DEAR CAROLYN: Hubby and I have been married for 18 years. He loved his life-threatening sport well before me. All the injuries he has endured because of this very dangerous sport have caught up to him. His doctor told him he needs surgery on his spine, and a small car crash could cause irreparable damage. I accepted the danger before but no longer embrace pushing him in a wheelchair. I feel like a hypocrite because prior to the diagnosis I felt like I accepted this behavior. Now I resent his participation knowing just the slightest error can change our lives forever. I find it is extremely selfish — am I selfish for thinking this? I've asked him to stop the sport until we know more from the doctor. He refuses. We have two kids, I am the financial provider for the family, and just feel his response and unwillingness is not fair. I'd appreciate an objective perspective. He loves his sport more than his family.
SELFISH?: Ah. I was with you until that last sentence.
You may be right, but it's rarely that simple. Millions of parents and partners (and siblings and children) are out there living millions of lives that involve risk, for probably as many reasons as there are people making those choices. To imply they all prioritize these vocations or avocations over their loved ones isn't fair, or realistic.
You actually hint at this twice yourself: You mention that his sport preceded you, and acknowledge you might be the selfish one here — which I disagree with, for what it's worth, but it does suggest you understand the sport is as much about who he is as what he does, and you knowingly signed on to that.

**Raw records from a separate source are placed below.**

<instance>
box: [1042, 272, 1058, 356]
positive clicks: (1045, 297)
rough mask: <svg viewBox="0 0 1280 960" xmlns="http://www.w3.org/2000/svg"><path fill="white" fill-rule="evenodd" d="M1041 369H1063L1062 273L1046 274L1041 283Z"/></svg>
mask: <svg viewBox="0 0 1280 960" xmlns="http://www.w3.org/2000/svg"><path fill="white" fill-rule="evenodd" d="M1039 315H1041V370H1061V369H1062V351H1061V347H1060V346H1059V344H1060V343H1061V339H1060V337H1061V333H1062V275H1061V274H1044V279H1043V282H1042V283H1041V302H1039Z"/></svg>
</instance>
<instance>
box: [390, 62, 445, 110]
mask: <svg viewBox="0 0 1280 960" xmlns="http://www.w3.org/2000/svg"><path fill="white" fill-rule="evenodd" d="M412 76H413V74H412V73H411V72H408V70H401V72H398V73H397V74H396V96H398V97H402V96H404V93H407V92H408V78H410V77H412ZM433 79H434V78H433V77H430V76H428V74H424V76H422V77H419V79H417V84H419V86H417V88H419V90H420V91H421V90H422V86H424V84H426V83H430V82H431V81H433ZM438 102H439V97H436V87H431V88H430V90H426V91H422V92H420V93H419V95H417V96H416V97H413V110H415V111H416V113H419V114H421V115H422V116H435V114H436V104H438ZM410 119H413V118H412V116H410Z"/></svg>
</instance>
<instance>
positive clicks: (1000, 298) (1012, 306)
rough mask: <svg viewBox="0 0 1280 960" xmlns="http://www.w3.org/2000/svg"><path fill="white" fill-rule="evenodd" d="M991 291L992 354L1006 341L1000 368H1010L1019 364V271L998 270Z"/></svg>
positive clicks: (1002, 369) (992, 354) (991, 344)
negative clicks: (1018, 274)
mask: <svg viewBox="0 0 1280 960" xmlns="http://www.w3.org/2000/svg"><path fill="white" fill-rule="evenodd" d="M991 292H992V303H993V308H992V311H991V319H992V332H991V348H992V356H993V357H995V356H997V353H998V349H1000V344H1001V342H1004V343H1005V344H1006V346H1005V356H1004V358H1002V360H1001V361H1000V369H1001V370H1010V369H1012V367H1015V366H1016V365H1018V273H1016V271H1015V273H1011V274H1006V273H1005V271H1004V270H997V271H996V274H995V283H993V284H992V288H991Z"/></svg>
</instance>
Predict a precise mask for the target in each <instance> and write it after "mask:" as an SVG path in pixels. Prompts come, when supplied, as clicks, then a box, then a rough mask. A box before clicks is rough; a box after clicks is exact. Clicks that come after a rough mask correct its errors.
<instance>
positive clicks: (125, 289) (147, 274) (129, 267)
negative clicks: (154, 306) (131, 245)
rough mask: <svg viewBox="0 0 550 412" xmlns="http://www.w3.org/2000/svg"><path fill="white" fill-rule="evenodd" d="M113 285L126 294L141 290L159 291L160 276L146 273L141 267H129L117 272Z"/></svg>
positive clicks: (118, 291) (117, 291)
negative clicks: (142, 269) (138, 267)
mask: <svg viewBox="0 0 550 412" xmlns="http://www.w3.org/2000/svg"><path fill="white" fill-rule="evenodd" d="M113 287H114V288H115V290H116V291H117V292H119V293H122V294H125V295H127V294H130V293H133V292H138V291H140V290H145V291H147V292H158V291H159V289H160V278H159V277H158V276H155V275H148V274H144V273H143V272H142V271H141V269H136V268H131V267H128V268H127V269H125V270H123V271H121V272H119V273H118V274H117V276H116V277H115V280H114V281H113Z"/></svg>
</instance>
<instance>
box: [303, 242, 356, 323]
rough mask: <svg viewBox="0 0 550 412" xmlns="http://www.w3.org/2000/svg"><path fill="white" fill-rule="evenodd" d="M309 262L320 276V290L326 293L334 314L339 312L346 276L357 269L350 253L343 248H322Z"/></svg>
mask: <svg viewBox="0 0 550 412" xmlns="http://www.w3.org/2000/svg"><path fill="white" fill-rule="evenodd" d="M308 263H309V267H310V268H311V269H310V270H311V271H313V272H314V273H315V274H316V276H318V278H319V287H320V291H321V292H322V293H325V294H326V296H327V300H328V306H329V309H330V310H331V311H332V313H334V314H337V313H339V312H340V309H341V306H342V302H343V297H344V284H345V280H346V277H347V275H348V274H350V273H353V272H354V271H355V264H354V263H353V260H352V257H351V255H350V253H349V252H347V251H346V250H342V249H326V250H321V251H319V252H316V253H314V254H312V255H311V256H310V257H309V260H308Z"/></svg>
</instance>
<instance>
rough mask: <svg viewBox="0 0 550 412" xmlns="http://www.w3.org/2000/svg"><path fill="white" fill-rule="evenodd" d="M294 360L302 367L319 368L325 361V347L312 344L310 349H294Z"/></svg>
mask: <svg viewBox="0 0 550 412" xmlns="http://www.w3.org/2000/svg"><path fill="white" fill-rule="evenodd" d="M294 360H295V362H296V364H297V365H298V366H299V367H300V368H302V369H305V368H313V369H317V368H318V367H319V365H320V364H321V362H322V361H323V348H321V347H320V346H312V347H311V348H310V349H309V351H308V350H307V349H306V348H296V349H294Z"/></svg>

Your concerns and resentment are still valid, though. His continuing this sport puts your financial security at risk, which gets at the core of who you are — and involves your agreeing to things you might reasonably not have foreseen. For example, that he'd refuse to take a serious diagnosis seriously.
So you both owe each other ungrudging acknowledgment of each other's existential concerns.
That, in turn, can clear the path to your productive options (such as they are at this point). While he figures out how not to lose himself as his physical options narrow, you can do the same. With the help of a financial planner and, if needed, an attorney. You are absolutely entitled to protect yourself from any of his elective disregard for his body and his family's well-being.
As a husband and father, he obviously signed on to his share of that responsibility himself. But if he insists on shirking it, then you can't afford to be a purist here. You have to do it yourself.
Figure out what your new limits are given this new information — what care you are willing to provide him, basically, if he continues against doctors' orders and harms himself — then state those limits to him clearly, and why. Give him one more chance to protect his family from his choices. If he refuses again, then line up those appointments immediately to find out what your options are for protecting yourselves from him.